La nanolithographie au service de l’astrochimie

En 2007, Anne Lafosse change de domaine d’application pour s’intéresser à la nanolithographie. Elle rejoint l’Electron Controlled Chemical Lithography (ECCL), où elle travaille à concevoir des schémas chimiques sur des surfaces à l’échelle nanométrique, grâce à des dispositifs moléculaires. « Là aussi, les rayonnements émettent des électrons qui ont des impacts chimiques. »  En 2013, elle rejoint le programme national Chemistry for Electron-Induced Nanofabrication (CELINA), et en 2016, le programme international Low energy electron driven chemistry for the advantage of emerging nano-fabrication methods (ELENA), où elle applique la nanolithographie au domaine de l’astrochimie.

Aujourd’hui, Anne Lafosse poursuit ces travaux, dont le sujet est particulièrement d’actualité depuis le lancement du télescope infrarouge James Webb, qui étudie la naissance des molécules organiques dans le milieu interstellaire. L’enseignante-chercheuse participe à identifier la contribution des électrons à la création des molécules situées dans les glaces, ainsi que leur désorption, c’est-à-dire leur largage dans le vide interstellaire.

 

La direction de formations

Depuis 2011, Anne Lafosse est responsable de la formation Magistère physicochimie moléculaire, et de 2015 à 2020, du M2 Chimie physique : instruments, concepts et applications. En 2020, elle prend la co-responsabilité du M2 Chimie inorganique, physique et du solide.
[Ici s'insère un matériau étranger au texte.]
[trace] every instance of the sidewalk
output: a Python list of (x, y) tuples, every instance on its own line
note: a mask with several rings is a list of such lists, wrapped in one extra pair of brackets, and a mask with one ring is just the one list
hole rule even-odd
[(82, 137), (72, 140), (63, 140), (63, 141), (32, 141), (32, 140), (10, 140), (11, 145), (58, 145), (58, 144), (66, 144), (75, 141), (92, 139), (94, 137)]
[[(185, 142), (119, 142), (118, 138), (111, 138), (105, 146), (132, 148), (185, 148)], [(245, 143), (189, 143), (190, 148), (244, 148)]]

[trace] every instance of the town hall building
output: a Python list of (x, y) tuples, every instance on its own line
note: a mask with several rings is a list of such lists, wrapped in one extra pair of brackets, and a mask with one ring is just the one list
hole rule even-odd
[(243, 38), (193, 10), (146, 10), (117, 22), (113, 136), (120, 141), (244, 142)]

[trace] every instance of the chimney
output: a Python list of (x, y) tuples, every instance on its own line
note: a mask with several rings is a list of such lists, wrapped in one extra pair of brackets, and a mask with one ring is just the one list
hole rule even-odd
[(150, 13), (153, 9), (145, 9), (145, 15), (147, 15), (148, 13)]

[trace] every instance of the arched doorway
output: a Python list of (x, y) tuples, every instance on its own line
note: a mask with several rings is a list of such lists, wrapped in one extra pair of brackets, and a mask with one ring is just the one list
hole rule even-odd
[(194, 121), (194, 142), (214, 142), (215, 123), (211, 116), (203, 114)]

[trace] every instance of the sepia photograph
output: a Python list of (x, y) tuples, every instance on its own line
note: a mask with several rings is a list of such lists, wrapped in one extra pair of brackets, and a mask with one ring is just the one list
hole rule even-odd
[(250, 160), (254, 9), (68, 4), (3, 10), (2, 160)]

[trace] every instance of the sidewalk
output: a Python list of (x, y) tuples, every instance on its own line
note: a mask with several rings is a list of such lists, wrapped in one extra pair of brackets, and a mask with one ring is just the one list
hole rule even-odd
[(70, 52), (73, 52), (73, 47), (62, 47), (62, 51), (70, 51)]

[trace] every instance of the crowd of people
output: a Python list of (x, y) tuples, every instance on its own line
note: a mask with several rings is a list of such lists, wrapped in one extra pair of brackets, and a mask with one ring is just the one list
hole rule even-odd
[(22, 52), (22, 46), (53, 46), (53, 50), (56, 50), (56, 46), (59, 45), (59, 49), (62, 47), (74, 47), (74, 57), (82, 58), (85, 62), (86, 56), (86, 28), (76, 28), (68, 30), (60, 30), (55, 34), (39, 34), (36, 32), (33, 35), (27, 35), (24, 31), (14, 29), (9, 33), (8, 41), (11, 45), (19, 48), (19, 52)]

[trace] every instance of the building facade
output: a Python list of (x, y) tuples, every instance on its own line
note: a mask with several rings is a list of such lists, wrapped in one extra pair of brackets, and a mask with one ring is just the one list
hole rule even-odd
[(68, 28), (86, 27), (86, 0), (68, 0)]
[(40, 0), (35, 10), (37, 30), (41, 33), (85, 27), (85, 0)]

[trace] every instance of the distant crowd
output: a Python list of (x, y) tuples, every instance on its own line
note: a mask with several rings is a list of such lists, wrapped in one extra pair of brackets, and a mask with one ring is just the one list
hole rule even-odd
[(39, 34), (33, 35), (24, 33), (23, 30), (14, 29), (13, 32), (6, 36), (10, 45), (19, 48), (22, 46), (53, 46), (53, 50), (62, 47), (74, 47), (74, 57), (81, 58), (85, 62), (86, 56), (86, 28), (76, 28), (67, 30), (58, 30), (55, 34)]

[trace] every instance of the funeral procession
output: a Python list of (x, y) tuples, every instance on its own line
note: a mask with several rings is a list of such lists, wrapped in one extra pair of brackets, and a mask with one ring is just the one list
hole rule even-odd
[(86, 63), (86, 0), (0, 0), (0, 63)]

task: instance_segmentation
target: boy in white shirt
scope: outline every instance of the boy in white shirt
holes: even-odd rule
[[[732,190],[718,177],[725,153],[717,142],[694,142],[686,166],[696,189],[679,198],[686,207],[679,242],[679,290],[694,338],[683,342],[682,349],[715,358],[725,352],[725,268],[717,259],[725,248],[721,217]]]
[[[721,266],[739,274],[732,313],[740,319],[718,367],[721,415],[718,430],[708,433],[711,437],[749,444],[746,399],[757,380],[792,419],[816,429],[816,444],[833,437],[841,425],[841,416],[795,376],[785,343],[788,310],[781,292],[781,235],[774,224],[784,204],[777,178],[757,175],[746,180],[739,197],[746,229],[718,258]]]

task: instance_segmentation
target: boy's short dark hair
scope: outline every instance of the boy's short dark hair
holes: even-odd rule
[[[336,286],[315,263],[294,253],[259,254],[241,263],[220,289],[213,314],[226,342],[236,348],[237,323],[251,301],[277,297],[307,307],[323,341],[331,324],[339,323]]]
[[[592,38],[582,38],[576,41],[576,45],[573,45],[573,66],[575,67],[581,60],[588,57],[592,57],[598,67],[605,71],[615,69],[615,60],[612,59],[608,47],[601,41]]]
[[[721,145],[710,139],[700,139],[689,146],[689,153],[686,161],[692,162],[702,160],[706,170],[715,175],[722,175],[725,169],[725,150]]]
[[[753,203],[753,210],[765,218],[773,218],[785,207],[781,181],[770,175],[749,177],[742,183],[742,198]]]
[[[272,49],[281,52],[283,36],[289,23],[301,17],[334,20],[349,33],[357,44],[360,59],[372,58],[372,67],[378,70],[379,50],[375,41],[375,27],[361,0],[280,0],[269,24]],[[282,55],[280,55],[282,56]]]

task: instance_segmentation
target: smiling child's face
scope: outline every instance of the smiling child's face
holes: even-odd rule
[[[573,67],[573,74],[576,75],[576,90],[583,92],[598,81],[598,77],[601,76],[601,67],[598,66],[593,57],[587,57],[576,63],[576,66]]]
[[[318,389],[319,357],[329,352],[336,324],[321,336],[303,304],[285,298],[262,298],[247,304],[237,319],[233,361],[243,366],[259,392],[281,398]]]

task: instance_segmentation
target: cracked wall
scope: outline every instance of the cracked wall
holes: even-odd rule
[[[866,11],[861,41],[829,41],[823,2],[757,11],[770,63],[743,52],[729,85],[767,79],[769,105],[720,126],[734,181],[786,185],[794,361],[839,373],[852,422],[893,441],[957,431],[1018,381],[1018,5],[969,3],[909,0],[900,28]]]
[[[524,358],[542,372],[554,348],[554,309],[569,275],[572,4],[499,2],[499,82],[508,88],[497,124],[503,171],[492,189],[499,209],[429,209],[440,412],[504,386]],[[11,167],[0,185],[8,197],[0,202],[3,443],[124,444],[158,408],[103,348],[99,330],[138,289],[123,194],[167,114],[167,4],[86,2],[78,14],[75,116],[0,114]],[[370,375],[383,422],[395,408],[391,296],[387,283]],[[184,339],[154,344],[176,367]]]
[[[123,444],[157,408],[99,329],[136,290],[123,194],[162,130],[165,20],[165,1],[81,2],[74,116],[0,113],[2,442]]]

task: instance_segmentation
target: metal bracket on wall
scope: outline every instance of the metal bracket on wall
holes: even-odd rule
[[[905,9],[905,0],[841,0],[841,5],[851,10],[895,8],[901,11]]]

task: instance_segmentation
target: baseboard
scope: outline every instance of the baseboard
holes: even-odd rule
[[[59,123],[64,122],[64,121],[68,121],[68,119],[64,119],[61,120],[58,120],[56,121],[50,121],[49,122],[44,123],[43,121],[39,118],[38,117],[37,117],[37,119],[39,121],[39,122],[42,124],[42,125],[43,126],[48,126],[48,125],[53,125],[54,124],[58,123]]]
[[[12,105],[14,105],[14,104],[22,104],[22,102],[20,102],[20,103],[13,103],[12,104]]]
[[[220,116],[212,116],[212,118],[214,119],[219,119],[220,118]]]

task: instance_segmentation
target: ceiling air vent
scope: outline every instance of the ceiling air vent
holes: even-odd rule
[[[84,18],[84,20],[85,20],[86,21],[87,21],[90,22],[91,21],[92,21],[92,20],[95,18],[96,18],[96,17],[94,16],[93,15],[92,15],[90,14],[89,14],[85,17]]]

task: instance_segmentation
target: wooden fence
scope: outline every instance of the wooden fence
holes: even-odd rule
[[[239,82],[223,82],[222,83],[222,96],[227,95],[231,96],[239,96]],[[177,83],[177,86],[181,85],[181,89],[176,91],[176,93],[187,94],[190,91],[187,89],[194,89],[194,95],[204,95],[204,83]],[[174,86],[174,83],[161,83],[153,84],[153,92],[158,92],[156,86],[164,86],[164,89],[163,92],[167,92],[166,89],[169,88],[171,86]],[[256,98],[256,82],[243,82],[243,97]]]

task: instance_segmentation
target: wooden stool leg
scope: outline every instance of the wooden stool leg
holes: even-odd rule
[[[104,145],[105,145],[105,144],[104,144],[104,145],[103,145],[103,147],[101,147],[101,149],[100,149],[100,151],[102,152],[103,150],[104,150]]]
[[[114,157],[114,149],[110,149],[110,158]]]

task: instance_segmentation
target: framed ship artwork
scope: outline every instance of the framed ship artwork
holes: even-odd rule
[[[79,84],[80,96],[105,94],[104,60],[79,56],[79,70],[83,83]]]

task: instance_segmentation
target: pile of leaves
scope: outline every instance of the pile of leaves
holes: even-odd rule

Ces expériences lui donnent l’opportunité d’observer l’évolution des besoins des étudiantes et étudiants et de leur proposer régulièrement de nouvelles offres. « Par exemple, nous avons fait évoluer le catalogue des enseignements pour proposer des programmes plus modulaires. » L’enseignante-chercheuse adapte aussi les travaux dirigés et propose désormais aux étudiantes et étudiants de travailler sur des publications scientifiques tangibles. Enfin, elle favorise la réalisation de projets concrets et de stages.

 

La Graduate School Métiers de la recherche et de l'enseignement supérieur de l’Université Paris-Saclay

Depuis 2022, Anne Lafosse est directrice-adjointe Formation de la Graduate School Métiers de la recherche et de l'enseignement supérieur de l’Université Paris-Saclay. Cette entité interdisciplinaire a pour objectif de promouvoir, au niveau de la recherche et de l’enseignement, la formation à la recherche par la recherche. Pour y parvenir, l’enseignante-chercheuse met en place des dispositifs au sein et en support des structures d’enseignement, pour toutes les disciplines, que ce soit la chimie, la biologie, la physique, les sciences de l’ingénieur, la sociologie ou encore le droit. Par exemple, le Congrès junior pluridisciplinaire, dont la première édition a eu lieu début juin 2022, a pour vocation de faire découvrir les activités de recherche effectuées par les étudiantes et les étudiants au sein des établissements-composantes, composantes et universités membres-associés de l'Université Paris-Saclay. « Le défi pour cette journée est de parvenir à représenter toutes les disciplines et toutes les formations. » La deuxième édition est en préparation.

Enfin, pour que les étudiantes et les étudiants valorisent ce type de réalisation, Anne Lafosse participe, dans le cadre de l’European University Alliance for Global Health (EUGLOH), à développer un outil de certification des compétences sur la base de micro-crédits.